Desde la llegada de Donald Trump a la Casa Blanca, no deja de sorprendernos su capacidad de generar noticias con carácter sensacionalista, sea que se trate de México, China o de algún comentario sobre las torturas a terroristas. Sin embargo, llegada la hora del análisis resulta imprescindible separar el histrionismo del personaje –una suerte de grotesco humor negro- de las nuevas estrategias y políticas que se están jugando en Washington.

Si bien la crisis diplomática con el gobierno mexicano resulta escandalosa, por su vulgaridad y brutalidad, no deja de ser un efecto de propaganda de un recién instalado mandatario que quiere mostrar los dientes a un antagonista demasiado fácil que, además, sirve para opacar otras cuestiones de trascendencia que están en juego.

El señor presidente ha logrado instalar en la cúpula del poder norteamericano a un sector radical del Partido Republicano. Donald Trump es el portavoz de la extrema derecha estadounidense que, con una fórmula neopopulista, logró revivir ideas añejas e impopulares. Esa derecha extrema conformada por algunas grandes fortunas, muchas de ellas comprometidas en el “lobby judío”, respalda plenamente al gobierno de Netanyahu, apuesta al proteccionismo y al militarismo como una manera de hacer frente a potencias emergentes, China en primer lugar.

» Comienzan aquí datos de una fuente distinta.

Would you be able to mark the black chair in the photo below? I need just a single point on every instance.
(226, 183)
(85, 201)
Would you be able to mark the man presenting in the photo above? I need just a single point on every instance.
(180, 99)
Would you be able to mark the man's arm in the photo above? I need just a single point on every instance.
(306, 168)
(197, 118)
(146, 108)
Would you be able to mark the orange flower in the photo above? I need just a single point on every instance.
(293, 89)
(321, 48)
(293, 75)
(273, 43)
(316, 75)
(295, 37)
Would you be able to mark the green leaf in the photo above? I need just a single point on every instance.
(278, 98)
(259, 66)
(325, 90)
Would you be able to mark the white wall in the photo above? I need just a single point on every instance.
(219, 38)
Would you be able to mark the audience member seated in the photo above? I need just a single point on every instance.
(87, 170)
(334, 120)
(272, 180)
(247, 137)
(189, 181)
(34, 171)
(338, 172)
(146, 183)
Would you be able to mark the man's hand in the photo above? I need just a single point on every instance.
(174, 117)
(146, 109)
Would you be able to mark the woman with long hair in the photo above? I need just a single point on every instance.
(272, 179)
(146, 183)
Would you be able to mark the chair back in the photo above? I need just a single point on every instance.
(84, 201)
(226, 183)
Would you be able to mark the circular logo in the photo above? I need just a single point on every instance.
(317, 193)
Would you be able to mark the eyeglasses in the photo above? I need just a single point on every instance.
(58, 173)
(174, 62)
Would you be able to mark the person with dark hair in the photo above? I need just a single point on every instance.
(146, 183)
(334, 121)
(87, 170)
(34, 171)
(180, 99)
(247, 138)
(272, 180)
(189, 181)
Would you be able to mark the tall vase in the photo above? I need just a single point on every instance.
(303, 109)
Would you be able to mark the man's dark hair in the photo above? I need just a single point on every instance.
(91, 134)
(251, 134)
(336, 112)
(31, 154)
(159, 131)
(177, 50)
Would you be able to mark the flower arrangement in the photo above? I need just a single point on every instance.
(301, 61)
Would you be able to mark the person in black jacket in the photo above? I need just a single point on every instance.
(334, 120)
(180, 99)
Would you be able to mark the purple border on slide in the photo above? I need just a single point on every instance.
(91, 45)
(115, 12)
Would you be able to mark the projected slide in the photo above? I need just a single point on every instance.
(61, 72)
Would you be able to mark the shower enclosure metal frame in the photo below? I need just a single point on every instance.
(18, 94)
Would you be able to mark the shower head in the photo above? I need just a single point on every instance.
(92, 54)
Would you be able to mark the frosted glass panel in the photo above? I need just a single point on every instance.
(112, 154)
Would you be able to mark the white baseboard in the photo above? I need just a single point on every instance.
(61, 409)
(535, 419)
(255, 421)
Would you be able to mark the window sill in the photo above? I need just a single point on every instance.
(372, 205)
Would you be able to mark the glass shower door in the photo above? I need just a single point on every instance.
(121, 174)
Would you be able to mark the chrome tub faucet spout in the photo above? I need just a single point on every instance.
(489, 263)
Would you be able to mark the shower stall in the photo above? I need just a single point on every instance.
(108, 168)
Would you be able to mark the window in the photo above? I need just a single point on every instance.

Más allá de los espejismos y el reality, el señor Trump no es un ignorante e inexperto presidente. Se trata del rostro visible de un proyecto político y económico de extrema derecha para los Estados Unidos. Como nunca antes, las ideas reaccionarias relegadas por años – xenofobia, racismo, nacionalismo, militarismo – se encarnan hoy en la política de los Estados Unidos para rediseñar el futuro inmediato, tanto a nivel nacional como internacional.

Dejando fuera lo episódico, como es el caso del muro y de la humillación a México, lo cierto es que la era Trump viene a replantear la estrategia norteamericana de dominio mundial. De manera inevitable esto pone sobre la mesa la posibilidad de roces y enfrentamientos, comerciales, diplomáticos y militares. La presencia de China en el escenario internacional, y en menor medida Rusia y la Unión Europea, representan –desde ya– un desafío mayúsculo para el gobierno de Donald Trump.

No podemos olvidar que más allá del talante proteccionista y anti-globalizador que plantea el gobierno Trump, la verdad cruda es que la economía china es uno de los grandes acreedores de la deuda estadounidense, al punto que podría hacer tambalear un dólar sobrevaluado en la hora actual. Pareciera que frente a la globalización de la economía no resulta tan fácil construir muros ni, mucho menos, imponer los dictados del gobierno estadounidense. Así, el eslógan de Donal Trump “Make América Great Again” parece más un “Wishful Thinking” que una política consistente y con futuro.